Beverages, Tea, Black, Ready To Drink: mL to Grams Conversion
Ready-to-drink black tea is an unsweetened or minimally sweetened brewed black tea packaged for direct consumption. At 1.000 g/ml — exactly water density — this product has essentially no dissolved solids relative to water at standard measurement precision. A cup weighs approximately 237 g; a tablespoon weighs about 14.8 g. Like brewed coffee, it functions as a water substitute by gram weight in any recipe context. Used in tea-infused baked goods (Earl Grey cakes, chai pancakes), in braising liquids, and as a low-calorie beverage. If sweetened RTD tea is used instead, the density may rise to 1.04–1.06 g/ml due to added sugars.
Quick convert
- US cup = 236.588 mL
- 1 tbsp = 14.787 mL
- 1 tsp = 4.929 mL
Reference table
| mL | g |
|---|---|
| 10 | 10 |
| 25 | 25 |
| 50 | 50 |
| 75 | 75 |
| 100 | 100 |
How this conversion works
Milliliters measure volume while grams measure weight. Because Beverages, Tea, Black, Ready To Drink has a density of 1 g/mL, 10 mL weighs 10 g — not 10 g as it would for water. This converter uses the real density of Beverages, Tea, Black, Ready To Drink so every measurement is accurate.
Measurement notes
Values are rounded to the nearest whole gram. Actual weight can vary slightly with compaction, temperature, and brand. For precision baking, a kitchen scale is always more reliable than volume measurements.
FAQ
- Why does ready-to-drink black tea have exactly water density?
- Unsweetened brewed tea contains only trace dissolved tannins, polyphenols, and caffeine — collectively less than 0.5 g per 237 ml cup. At such low concentrations, the density rounds to 1.000 g/ml at any practical measurement precision. The 1.000 value is the expected result for any nearly-pure water-based beverage.
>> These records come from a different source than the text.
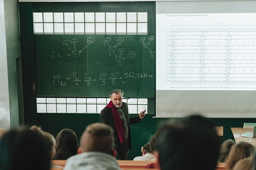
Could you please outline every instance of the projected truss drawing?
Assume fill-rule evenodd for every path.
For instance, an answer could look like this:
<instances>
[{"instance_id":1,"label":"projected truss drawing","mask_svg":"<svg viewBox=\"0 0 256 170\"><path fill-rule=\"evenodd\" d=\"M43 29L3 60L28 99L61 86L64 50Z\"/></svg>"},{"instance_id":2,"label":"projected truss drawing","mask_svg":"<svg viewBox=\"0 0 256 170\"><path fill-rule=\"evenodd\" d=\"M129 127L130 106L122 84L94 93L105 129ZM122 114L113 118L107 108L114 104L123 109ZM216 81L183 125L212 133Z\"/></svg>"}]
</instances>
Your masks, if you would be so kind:
<instances>
[{"instance_id":1,"label":"projected truss drawing","mask_svg":"<svg viewBox=\"0 0 256 170\"><path fill-rule=\"evenodd\" d=\"M166 29L165 83L175 88L254 88L256 25L208 26Z\"/></svg>"}]
</instances>

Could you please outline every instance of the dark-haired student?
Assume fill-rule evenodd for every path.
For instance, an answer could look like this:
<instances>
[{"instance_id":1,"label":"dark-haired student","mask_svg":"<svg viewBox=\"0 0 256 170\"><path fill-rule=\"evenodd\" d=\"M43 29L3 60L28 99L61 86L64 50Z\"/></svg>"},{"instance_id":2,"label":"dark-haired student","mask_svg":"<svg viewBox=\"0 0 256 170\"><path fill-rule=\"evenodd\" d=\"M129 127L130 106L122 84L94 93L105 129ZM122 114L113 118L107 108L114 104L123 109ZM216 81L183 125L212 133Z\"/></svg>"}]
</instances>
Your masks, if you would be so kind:
<instances>
[{"instance_id":1,"label":"dark-haired student","mask_svg":"<svg viewBox=\"0 0 256 170\"><path fill-rule=\"evenodd\" d=\"M158 131L156 150L161 170L214 170L220 141L214 124L193 115L168 122Z\"/></svg>"},{"instance_id":2,"label":"dark-haired student","mask_svg":"<svg viewBox=\"0 0 256 170\"><path fill-rule=\"evenodd\" d=\"M0 170L50 170L50 149L38 133L29 129L12 129L0 139Z\"/></svg>"},{"instance_id":3,"label":"dark-haired student","mask_svg":"<svg viewBox=\"0 0 256 170\"><path fill-rule=\"evenodd\" d=\"M56 153L53 159L66 160L77 154L78 143L75 132L70 129L62 130L56 137Z\"/></svg>"},{"instance_id":4,"label":"dark-haired student","mask_svg":"<svg viewBox=\"0 0 256 170\"><path fill-rule=\"evenodd\" d=\"M113 141L110 126L99 123L89 125L81 137L81 153L68 158L64 170L120 170Z\"/></svg>"}]
</instances>

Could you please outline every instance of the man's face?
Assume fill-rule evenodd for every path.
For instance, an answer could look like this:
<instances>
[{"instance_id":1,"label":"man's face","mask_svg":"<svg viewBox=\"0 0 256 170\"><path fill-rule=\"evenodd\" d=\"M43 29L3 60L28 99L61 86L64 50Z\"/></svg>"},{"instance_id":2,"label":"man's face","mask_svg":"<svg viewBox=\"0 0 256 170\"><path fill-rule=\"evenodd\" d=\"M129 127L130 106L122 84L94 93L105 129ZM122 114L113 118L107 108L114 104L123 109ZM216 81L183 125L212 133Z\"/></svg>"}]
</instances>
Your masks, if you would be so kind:
<instances>
[{"instance_id":1,"label":"man's face","mask_svg":"<svg viewBox=\"0 0 256 170\"><path fill-rule=\"evenodd\" d=\"M123 99L123 96L122 96L121 93L119 93L118 94L114 93L111 96L110 99L115 106L117 108L121 107L122 100Z\"/></svg>"}]
</instances>

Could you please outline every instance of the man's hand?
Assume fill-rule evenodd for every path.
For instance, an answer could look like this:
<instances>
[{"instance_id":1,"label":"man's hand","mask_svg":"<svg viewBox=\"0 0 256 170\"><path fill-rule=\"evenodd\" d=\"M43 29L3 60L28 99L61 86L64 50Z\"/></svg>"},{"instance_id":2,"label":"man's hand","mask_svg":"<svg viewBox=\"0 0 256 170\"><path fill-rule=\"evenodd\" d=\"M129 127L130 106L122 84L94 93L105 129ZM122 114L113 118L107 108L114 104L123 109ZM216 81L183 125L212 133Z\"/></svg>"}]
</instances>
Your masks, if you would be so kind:
<instances>
[{"instance_id":1,"label":"man's hand","mask_svg":"<svg viewBox=\"0 0 256 170\"><path fill-rule=\"evenodd\" d=\"M139 117L140 119L142 119L145 116L145 113L146 113L146 110L142 111L139 114Z\"/></svg>"}]
</instances>

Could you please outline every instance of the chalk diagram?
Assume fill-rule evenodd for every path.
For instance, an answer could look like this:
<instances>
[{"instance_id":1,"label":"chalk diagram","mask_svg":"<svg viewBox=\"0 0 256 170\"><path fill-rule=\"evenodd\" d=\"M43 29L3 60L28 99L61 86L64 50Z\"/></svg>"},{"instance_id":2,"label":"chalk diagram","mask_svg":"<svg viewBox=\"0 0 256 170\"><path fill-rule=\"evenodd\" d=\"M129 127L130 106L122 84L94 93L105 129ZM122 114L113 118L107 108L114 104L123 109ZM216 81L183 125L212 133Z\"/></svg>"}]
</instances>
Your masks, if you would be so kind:
<instances>
[{"instance_id":1,"label":"chalk diagram","mask_svg":"<svg viewBox=\"0 0 256 170\"><path fill-rule=\"evenodd\" d=\"M72 39L71 40L67 40L63 41L63 45L67 46L72 51L72 55L75 57L77 57L80 55L83 50L85 49L89 45L93 43L94 41L94 38L88 38L87 40L87 45L81 50L78 50L76 47L76 45L78 43L77 39ZM72 50L70 47L70 45L74 45L74 50Z\"/></svg>"},{"instance_id":2,"label":"chalk diagram","mask_svg":"<svg viewBox=\"0 0 256 170\"><path fill-rule=\"evenodd\" d=\"M145 48L148 49L149 52L150 53L150 56L151 57L154 57L155 56L155 51L152 51L150 50L148 47L149 47L149 45L151 41L155 39L155 37L154 36L151 36L148 37L148 40L149 42L148 43L145 43L145 37L141 37L140 38L140 42L142 42L143 43L143 47Z\"/></svg>"},{"instance_id":3,"label":"chalk diagram","mask_svg":"<svg viewBox=\"0 0 256 170\"><path fill-rule=\"evenodd\" d=\"M130 51L129 53L129 56L126 57L123 57L122 56L124 53L124 49L120 48L118 49L118 52L119 53L119 56L118 56L115 53L115 51L116 49L116 47L118 45L121 45L124 41L124 39L123 37L118 37L118 38L117 44L114 46L110 46L109 43L110 42L110 37L105 38L104 39L104 45L108 45L108 51L110 52L109 55L111 56L111 54L114 54L116 58L116 61L119 63L122 63L124 62L124 59L128 58L132 58L136 57L136 52L133 51Z\"/></svg>"}]
</instances>

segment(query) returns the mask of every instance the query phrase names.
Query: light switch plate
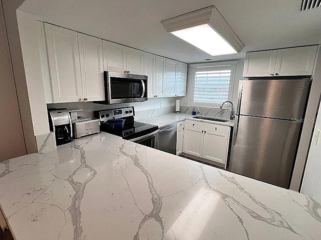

- Does sweetened RTD tea weigh more than unsweetened per cup?
- Yes. Sweetened ready-to-drink teas typically contain 20–30 g of sugar per cup. Sugar (sucrose, ~1.59 g/ml) dissolved at these concentrations raises density to approximately 1.04–1.07 g/ml, adding 10–15 g per cup compared to unsweetened. Always check the nutrition label: if a tea has more than 5 g of sugar per serving, its density and gram weight will differ meaningfully from this unsweetened entry.